From: Raag Jadav <raag.jadav@intel.com>
To: Riana Tauro <riana.tauro@intel.com>
Cc: intel-xe@lists.freedesktop.org, dri-devel@lists.freedesktop.org,
netdev@vger.kernel.org, aravind.iddamsetty@linux.intel.com,
anshuman.gupta@intel.com, rodrigo.vivi@intel.com,
joonas.lahtinen@linux.intel.com, kuba@kernel.org,
simona.vetter@ffwll.ch, airlied@gmail.com, pratik.bari@intel.com,
joshua.santosh.ranjan@intel.com, ashwin.kumar.kulkarni@intel.com,
shubham.kumar@intel.com, ravi.kishore.koppuravuri@intel.com,
maarten.lankhorst@linux.intel.com, mallesh.koujalagi@intel.com,
soham.purkait@intel.com,
Zack McKevitt <zachary.mckevitt@oss.qualcomm.com>,
Lijo Lazar <lijo.lazar@amd.com>,
Hawking Zhang <Hawking.Zhang@amd.com>,
"David S. Miller" <davem@davemloft.net>,
Paolo Abeni <pabeni@redhat.com>,
Eric Dumazet <edumazet@google.com>
Subject: Re: [PATCH 1/2] drm/drm_ras: Add drm_ras netlink error event
Date: Mon, 1 Jun 2026 08:22:33 +0200 [thread overview]
Message-ID: <ah0lKbnM9CD3JQoG@black.igk.intel.com> (raw)
In-Reply-To: <20260518112048.1746280-5-riana.tauro@intel.com>
On Mon, May 18, 2026 at 04:50:50PM +0530, Riana Tauro wrote:
> Define a new netlink event 'error-event' and a new multicast group
> 'error-notify' in drm_ras. Each event contains device name, node and
> error information to identify the error triggering the event.
>
> Add drm_ras_nl_error_event() to trigger an event from the driver.
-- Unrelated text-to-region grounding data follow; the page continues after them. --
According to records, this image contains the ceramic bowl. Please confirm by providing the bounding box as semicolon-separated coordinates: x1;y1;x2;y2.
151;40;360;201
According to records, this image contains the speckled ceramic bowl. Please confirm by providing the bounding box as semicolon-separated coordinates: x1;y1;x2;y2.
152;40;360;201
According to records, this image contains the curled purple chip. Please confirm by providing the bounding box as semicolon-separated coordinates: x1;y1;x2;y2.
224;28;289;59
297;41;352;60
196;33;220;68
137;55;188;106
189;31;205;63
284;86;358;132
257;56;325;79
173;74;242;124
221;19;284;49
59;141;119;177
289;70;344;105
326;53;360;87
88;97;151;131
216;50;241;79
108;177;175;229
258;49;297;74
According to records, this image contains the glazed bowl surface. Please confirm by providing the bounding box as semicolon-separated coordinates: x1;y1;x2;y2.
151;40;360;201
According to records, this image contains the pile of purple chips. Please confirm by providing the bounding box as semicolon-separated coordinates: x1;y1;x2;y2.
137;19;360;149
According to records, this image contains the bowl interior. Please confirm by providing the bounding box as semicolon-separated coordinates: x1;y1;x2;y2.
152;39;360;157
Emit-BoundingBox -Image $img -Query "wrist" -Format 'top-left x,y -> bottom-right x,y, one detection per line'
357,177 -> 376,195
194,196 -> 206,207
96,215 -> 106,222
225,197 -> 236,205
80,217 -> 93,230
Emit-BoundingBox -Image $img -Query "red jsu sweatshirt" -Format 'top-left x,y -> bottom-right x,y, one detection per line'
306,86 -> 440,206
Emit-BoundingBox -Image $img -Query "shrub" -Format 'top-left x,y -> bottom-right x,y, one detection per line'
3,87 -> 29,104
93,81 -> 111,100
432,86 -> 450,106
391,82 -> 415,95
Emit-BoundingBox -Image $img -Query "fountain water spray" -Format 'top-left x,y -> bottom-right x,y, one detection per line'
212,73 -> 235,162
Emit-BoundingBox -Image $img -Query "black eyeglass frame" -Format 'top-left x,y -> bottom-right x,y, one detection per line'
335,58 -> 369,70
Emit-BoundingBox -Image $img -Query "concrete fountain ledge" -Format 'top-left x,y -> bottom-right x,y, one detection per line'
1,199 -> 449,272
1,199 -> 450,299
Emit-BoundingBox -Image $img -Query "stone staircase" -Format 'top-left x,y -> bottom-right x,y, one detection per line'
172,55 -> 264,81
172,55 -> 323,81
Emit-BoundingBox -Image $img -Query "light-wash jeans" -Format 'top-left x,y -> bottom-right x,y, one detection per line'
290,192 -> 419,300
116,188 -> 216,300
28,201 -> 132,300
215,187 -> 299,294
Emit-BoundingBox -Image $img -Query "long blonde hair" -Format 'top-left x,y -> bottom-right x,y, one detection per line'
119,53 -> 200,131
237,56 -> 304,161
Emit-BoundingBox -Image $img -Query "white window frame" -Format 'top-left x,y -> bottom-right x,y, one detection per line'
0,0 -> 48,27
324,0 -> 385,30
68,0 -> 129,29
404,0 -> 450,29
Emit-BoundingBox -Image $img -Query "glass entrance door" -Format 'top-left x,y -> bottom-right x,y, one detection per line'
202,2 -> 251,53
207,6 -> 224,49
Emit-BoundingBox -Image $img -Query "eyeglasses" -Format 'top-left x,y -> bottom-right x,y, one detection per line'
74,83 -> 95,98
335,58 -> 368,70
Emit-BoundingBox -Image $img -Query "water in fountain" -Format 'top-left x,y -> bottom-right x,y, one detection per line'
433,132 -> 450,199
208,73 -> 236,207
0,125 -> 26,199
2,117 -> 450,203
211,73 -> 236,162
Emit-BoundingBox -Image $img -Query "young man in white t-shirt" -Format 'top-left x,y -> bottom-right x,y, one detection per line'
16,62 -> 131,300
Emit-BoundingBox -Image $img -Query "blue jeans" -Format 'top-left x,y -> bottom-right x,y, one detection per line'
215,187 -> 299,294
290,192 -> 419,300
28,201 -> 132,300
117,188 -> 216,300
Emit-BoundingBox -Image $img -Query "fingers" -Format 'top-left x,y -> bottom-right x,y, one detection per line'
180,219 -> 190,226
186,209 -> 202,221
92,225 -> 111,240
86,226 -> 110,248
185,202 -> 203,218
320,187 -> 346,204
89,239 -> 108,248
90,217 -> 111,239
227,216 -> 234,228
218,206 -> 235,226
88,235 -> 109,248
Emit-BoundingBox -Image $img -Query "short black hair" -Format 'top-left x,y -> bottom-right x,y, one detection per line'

> Userspace must subscribe to 'error-notify' to receive 'error-event'
> notifications.
>
> Usage:
>
> $ sudo ./tools/net/ynl/pyynl/cli.py --family drm_ras \
Nit: Make the leading space consistent with other patches.
> --subscribe error-notify
>
> Cc: Jakub Kicinski <kuba@kernel.org>
> Cc: Zack McKevitt <zachary.mckevitt@oss.qualcomm.com>
> Cc: Lijo Lazar <lijo.lazar@amd.com>
> Cc: Hawking Zhang <Hawking.Zhang@amd.com>
> Cc: David S. Miller <davem@davemloft.net>
> Cc: Paolo Abeni <pabeni@redhat.com>
> Cc: Eric Dumazet <edumazet@google.com>
> Signed-off-by: Riana Tauro <riana.tauro@intel.com>
> ---
> Documentation/gpu/drm-ras.rst | 21 ++++++
> Documentation/netlink/specs/drm_ras.yaml | 50 ++++++++++++++
> drivers/gpu/drm/drm_ras.c | 86 ++++++++++++++++++++++++
> drivers/gpu/drm/drm_ras_nl.c | 6 ++
> drivers/gpu/drm/drm_ras_nl.h | 4 ++
> include/drm/drm_ras.h | 5 ++
> include/uapi/drm/drm_ras.h | 15 +++++
> 7 files changed, 187 insertions(+)
>
> diff --git a/Documentation/gpu/drm-ras.rst b/Documentation/gpu/drm-ras.rst
> index 83c21853b74b..5a96dde75539 100644
> --- a/Documentation/gpu/drm-ras.rst
> +++ b/Documentation/gpu/drm-ras.rst
> @@ -56,6 +56,7 @@ User space tools can:
> ``node-id`` and ``error-id`` as parameters.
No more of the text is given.